If the result shows it could be soon rejected by the intended recipient, the UKTSSA computer is once again consulted for the next best matched patient. In this way a kidney, which can be stored for up to 36 hours in crushed ice and still remains stable, can be ferried to as many as three hospitals in a bid to find the most suitable recipient.
At present tissue matching is not carried out for other solid organs made available for transplantation. Hearts, lungs and livers are simply matched for blood group and for size and weight of donor and recipient. Here time is much shorter than it is with kidneys, with hearts, lungs and heart lung blocs (known as thoracic sets) only remaining viable for up to four hours.
Should the retrieval team need transport to and from the donating hospital, or if an organ is to travel unaccompanied, the UK Transport for Transplants (UKTFT) is available to help. IKTFT is a consortium of ambulance trusts, based in the West Midlands, which provides a 24-hour service arranging suitable transportation for donated organs or retrieval units.
As soon as a transplant unit accepts the offer of an organ, the potential recipient is called in. he or she is prepared for surgery. This is done somewhat on a standby basis in that no one can be sure, until the organ is brought back and checked for suitability, whether or not the operation will go ahead. Many would be recipients have had to sleep off their pre-medication and trek back home the next day.
A key figure in all this is the transplant co-ordinator, who maintains links with all parties involved in transplantation. The co-ordinator also undertakes care of donor families and fulfils the vital role of educating both health care personnel and the general public on the broad issues of transplantation.
The main problem facing everyone is a commitment to transplantation is the chronic shortfall in donor organs which leaves more than 6000 people in the UK and Republic of Ireland waiting for grafts at any one time. Many initiatives have been proposed to overcome this lack. These include various opting in schemes (one of which, the well know donor card, has been in existence since 1971); an opting out arrangement whereby the organs could be taken form a deceased patient who had not registered any objection to their retrieval; and a required request system, such as has been tried in the United States, where it is incumbent on the medical staff caring for the brainstem dead patients to seek consent from the families for the donation.
Fewer potential donors
None of these options would provide a complete answer to the problem. Moreover, in the early 1990's, following various audits in ICU's, it became obvious that the pool of potential donors is not as great as everyone had assumed. For more than a decade people had been working on an estimated figure of 4000 cases of brainstem death a year in the UK. Now, it emerged that the likely toll was probably slightly less than half the estimate- and, of course, not all brainstem-dead patients would be suitable as organ donors. A number of specific measures are required to boost the rate of transplantation.
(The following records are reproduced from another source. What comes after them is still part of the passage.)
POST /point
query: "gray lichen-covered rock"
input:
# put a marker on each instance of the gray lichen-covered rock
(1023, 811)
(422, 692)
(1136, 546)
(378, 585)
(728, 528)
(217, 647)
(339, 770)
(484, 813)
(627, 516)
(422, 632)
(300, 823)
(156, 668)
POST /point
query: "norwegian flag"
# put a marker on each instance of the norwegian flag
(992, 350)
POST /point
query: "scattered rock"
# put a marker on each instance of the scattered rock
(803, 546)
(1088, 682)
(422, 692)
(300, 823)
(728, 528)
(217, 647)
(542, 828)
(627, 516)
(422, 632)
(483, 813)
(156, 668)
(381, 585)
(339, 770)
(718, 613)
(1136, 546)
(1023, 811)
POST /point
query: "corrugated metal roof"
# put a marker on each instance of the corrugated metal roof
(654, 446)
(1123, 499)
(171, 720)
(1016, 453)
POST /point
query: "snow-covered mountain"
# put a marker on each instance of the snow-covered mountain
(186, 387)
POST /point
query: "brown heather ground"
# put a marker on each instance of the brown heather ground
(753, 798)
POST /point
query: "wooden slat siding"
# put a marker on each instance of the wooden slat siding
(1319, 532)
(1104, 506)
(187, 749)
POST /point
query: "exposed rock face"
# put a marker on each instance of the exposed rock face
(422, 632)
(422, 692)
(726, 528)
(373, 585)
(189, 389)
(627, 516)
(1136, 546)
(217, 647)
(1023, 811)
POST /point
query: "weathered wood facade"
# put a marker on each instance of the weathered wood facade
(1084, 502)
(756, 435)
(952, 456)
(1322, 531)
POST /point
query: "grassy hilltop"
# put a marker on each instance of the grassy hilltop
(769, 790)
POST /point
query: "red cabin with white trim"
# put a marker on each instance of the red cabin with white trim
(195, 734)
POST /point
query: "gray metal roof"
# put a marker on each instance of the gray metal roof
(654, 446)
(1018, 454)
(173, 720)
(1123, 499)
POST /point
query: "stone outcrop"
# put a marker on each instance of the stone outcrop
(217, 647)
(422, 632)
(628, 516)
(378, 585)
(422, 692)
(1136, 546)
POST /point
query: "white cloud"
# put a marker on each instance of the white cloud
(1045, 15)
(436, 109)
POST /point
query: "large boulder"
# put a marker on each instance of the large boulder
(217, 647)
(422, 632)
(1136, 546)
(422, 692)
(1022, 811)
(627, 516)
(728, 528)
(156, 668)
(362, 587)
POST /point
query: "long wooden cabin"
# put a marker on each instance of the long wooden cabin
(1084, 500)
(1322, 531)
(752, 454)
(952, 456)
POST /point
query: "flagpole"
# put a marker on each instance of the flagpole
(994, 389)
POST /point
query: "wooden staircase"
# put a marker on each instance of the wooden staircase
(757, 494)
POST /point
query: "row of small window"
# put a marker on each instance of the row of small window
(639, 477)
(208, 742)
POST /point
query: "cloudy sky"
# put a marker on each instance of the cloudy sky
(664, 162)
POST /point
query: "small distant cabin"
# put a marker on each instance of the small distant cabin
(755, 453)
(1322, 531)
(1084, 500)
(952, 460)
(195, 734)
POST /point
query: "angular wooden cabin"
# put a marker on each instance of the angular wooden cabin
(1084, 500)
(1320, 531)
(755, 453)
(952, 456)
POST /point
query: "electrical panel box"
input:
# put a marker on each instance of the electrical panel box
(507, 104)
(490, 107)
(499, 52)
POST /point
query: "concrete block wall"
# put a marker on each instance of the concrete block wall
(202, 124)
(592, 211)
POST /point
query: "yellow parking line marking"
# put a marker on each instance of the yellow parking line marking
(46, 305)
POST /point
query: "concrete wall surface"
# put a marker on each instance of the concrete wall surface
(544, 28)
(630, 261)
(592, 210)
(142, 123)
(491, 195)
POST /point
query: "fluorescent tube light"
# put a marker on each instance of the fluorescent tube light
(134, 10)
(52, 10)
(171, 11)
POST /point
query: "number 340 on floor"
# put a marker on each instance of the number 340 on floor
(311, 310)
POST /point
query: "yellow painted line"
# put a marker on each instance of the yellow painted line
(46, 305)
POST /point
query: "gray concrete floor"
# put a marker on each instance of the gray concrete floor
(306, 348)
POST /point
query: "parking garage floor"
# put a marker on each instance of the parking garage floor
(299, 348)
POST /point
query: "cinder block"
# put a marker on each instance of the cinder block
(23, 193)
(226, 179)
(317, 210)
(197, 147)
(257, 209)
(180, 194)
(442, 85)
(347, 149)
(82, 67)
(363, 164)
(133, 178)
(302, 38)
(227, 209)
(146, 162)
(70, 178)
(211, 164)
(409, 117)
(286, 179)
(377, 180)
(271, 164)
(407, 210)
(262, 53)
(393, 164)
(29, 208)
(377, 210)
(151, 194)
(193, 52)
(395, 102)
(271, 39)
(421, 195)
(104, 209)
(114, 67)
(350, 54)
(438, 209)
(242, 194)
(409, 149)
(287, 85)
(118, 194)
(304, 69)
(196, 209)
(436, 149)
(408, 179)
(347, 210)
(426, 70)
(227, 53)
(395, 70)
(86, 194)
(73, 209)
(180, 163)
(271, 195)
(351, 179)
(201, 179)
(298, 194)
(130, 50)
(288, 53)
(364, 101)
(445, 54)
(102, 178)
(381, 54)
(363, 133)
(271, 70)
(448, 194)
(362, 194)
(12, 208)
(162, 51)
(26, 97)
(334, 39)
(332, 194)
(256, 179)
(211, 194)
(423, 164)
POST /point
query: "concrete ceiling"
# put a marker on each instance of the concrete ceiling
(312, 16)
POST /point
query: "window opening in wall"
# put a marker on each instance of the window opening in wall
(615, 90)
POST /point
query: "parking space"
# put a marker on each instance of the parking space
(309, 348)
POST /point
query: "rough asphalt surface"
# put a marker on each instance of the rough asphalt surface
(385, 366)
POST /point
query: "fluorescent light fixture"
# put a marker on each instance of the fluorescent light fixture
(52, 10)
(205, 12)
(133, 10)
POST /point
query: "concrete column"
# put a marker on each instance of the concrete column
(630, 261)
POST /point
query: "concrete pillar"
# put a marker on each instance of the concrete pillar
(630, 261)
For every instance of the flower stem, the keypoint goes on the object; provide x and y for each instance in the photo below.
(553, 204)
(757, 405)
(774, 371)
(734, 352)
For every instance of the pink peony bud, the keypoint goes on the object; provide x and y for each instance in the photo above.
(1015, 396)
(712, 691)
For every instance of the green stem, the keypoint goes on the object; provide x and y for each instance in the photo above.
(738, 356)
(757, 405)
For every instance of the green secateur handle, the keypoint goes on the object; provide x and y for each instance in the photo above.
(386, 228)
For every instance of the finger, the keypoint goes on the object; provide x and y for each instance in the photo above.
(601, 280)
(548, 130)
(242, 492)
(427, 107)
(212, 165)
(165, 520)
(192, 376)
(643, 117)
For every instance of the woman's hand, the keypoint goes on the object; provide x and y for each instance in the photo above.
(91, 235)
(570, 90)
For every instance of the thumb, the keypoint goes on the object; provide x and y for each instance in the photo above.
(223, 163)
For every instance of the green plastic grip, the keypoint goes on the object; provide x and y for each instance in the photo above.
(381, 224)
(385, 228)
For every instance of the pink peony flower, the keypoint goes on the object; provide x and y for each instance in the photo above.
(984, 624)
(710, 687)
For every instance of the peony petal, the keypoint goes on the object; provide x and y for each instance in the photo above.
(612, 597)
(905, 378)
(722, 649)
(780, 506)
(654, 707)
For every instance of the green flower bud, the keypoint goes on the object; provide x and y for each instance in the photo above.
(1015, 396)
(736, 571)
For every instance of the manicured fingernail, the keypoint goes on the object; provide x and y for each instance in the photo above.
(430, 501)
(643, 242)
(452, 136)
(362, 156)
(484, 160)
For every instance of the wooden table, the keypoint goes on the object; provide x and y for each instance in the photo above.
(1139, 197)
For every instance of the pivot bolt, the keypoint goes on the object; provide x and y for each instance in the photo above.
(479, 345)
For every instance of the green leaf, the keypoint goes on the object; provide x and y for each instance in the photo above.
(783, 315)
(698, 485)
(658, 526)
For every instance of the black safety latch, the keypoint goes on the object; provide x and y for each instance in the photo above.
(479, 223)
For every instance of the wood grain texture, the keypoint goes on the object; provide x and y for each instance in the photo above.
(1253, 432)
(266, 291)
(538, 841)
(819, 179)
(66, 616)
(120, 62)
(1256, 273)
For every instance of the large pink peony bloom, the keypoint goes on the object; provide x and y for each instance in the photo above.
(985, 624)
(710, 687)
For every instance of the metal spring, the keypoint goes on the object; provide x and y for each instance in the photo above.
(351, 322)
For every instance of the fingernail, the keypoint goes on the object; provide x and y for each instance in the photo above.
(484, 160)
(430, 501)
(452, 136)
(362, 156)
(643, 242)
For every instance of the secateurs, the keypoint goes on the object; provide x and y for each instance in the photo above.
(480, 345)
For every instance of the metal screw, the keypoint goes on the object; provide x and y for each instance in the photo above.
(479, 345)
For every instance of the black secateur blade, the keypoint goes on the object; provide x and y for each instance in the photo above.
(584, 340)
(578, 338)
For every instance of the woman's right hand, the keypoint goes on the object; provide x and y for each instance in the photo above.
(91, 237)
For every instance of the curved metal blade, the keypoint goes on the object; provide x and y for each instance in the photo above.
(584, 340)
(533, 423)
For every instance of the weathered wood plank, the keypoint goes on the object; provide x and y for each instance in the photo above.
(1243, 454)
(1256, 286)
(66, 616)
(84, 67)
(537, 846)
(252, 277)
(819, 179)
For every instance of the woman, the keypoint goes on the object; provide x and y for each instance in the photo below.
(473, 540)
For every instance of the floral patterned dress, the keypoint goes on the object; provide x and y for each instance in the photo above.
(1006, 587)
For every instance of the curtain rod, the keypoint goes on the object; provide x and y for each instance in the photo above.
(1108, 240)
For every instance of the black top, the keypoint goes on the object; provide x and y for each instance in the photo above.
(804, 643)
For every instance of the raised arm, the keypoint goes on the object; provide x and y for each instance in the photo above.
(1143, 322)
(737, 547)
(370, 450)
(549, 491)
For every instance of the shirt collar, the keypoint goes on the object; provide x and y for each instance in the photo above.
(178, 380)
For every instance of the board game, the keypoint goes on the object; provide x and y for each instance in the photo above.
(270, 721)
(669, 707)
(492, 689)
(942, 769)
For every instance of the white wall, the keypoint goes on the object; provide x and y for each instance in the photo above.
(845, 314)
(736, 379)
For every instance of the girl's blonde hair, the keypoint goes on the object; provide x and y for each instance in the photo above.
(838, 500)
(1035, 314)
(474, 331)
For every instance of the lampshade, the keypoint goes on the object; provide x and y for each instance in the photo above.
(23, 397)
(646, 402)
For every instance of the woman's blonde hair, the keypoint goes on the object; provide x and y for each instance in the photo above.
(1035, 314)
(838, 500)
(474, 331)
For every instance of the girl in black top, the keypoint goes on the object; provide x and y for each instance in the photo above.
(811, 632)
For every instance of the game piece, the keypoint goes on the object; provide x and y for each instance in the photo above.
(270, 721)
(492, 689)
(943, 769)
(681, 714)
These include: targeting ICU staff to increase the rate of donor referral; winning over some of the 20 per cent or so of the population who are opposed to donation; and making more effort to recover tissues which do not need to come from a beating heart donor (kidneys, heart valves, corneas) from patients dying elsewhere than in ICU's. There is for instance the somewhat controversial practice of 'elective ventilation', when, with the family's agreement, certain patients (mainly stroke victims) who are bound to die and who could be suitable as organ donors are transferred to intensive care, where they can put on ventilators shortly before death. However, in 1994, due to a question of legality, hospitals were advised by the Department of Health to discontinue this practice.
Meanwhile, when a transplant takes place, the transplant co-ordinator sends back follow-up information on the recipient's progress both to the donor family and to the donating hospital. Usually too, since the names and addresses of both parties must remain confidential, co-ordinators will forward letter from recipients to donor relatives, or vice versa.